Não obstante estes cálculos, Brás Monteiro, que lidera análises técnicas pré-contratuais da NATO de apoio ao planeamento de programas de aquisição militar, realça que os dois países se encontram em situações diferentes. Itália já tem em operação dez fragatas FREMM e conta com "pessoal formado" numa estrutura completa dotada de manutenção, infraestruturas, stocks e "uma base industrial consolidada" à volta deste tipo de embarcação. Portugal, por sua vez, ao adicionar uma nova classe, "começa praticamente do zero" e vai ter "custos iniciais que o operador italiano não enfrenta na mesma proporção".

O Estado Italiano pode, assim, ter beneficiado de economias de escala, embora não exista informação pública suficiente para comparar todas as vertentes dos dois programas de aquisição.

"Não existe propriamente um preço de catálogo para uma fragata desta complexidade", assevera Brás Monteiro, antes de enfatizar que a configuração, os radares, os sistemas de combate, as infraestruturas ou o calendário de entrega podem alterar de forma significativa o preço final.

Estando dispensado das regras de contratação pública, o Estado português não esteve limitado por um caderno de encargos, refere Pedro Coutinho, o que lhe dava margem legal para negociar os montantes. De todo o modo, o professor universitário alerta que é preciso resistir a análises simplistas. Por exemplo, pequenas mudanças que venham a ser solicitadas podem levar o fabricante a fazer "alterações dispendiosas" com reflexo no preço.

O docente, que tem estudado especificamente a contratação pública no setor da Defesa, frisa igualmente que qualquer fornecedor fixa as quantias a receber a partir de variáveis como a estratégia comercial, os custos de produção ou o volume de trabalho.

Um precedente histórico recente ilustrativo desta situação verificou-se em 2024, quando a Indonésia comprou à Fincantieri duas fragatas da classe PPA por 1,18 mil milhões de euros, as quais estavam em construção e até se destinavam, inicialmente, à frota italiana. No ano seguinte, Roma assinou um contrato com os seus estaleiros nacionais para substituir as duas unidades desviadas para Jacarta, tendo desembolsado, nessa ocasião, uma quantia inferior: 700 milhões de euros no total. A diferença serviu para os fabricantes cobrirem a reconfiguração dos sistemas de combate, retirados do padrão NATO, a alteração de radares e o desvio da linha de produção.

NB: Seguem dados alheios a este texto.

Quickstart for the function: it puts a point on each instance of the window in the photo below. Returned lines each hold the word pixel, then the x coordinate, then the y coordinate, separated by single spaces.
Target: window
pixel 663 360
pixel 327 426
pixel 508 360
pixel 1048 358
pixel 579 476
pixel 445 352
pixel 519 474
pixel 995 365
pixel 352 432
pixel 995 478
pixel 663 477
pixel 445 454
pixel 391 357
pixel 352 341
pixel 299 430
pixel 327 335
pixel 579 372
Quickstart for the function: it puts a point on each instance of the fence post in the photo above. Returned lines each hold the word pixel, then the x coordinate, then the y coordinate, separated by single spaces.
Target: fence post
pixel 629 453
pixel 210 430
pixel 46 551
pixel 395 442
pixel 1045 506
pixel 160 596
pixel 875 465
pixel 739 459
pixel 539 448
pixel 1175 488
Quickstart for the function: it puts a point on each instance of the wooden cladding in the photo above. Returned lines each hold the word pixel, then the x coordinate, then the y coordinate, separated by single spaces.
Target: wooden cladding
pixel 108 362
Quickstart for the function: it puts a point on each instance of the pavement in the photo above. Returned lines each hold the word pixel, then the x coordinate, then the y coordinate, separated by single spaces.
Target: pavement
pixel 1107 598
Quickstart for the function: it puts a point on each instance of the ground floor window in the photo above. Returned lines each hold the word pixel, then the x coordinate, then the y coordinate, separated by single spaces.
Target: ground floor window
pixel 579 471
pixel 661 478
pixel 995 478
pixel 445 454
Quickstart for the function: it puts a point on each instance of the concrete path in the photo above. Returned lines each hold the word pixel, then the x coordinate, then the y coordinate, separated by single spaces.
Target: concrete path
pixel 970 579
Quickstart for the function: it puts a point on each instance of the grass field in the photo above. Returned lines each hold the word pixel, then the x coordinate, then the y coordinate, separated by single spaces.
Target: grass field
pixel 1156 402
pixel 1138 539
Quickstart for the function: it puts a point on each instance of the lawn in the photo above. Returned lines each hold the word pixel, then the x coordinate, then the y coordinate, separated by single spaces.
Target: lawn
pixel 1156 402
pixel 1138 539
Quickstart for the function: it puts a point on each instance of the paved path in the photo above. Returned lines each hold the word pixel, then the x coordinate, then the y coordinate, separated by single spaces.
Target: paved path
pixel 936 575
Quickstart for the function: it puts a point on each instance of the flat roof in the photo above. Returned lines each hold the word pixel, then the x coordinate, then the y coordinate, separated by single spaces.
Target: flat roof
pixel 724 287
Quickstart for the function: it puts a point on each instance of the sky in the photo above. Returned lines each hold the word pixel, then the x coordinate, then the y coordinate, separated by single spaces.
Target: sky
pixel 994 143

Imagem concetual da fragata FREMM EVO de fabrico italiano
Imagem concetual da fragata FREMM EVO de fabrico italiano Cortesia da Fincantieri via OCCAR

O pacote português de 3,9 mil milhões de euros abrange o armamento de base integrado nos navios e a sustentação dos mesmos, incluindo os sobresselentes (peças de reserva) e a primeira grande manutenção calendarizada para 2035. O programa nacional prevê ainda, em contratos separados, a aquisição de mísseis, bem como a adaptação da Base Naval de Lisboa e a revitalização do Arsenal do Alfeite.

“Numa aquisição desta dimensão, o preço do navio é apenas uma parte da equação. O que deve ser comparado é o custo de gerar, operar e sustentar a capacidade ao longo de três décadas”, salienta António Brás Monteiro, que vê como “racional” a exclusão de novos helicópteros do contrato das fragatas FREMM EVO, até porque a frota de cinco helicópteros Lynx foi modernizada através de um programa de 69 milhões de euros.

“Com as novas fragatas previstas a partir de 2029 e os Lynx com vida útil até cerca de 2035, existe uma janela de transição que permite preparar atempadamente a capacidade aérea que lhes sucederá. Numa capacidade naval pensada para pelo menos 30 anos, o essencial é assegurar a continuidade da componente aérea orgânica ao longo de todo o ciclo de vida”, sustenta.

Do ponto de vista militar, Portugal dá um importante salto qualitativo e, pela primeira vez, terá valências em termos de defesa aérea e antimíssil. Mas para ser um sucesso, este programa de aquisição terá de ir além da dimensão financeira.

“O melhor retorno industrial de uma aquisição de Defesa não está apenas no dinheiro que regressa à economia. Está no conhecimento, na capacidade tecnológica e na autonomia de sustentação que permanecem no país durante os 30 anos de vida dos navios”, finaliza o perito, que coordena um estudo do NIAG sobre soluções mais eficientes para a defesa aérea e antimíssil.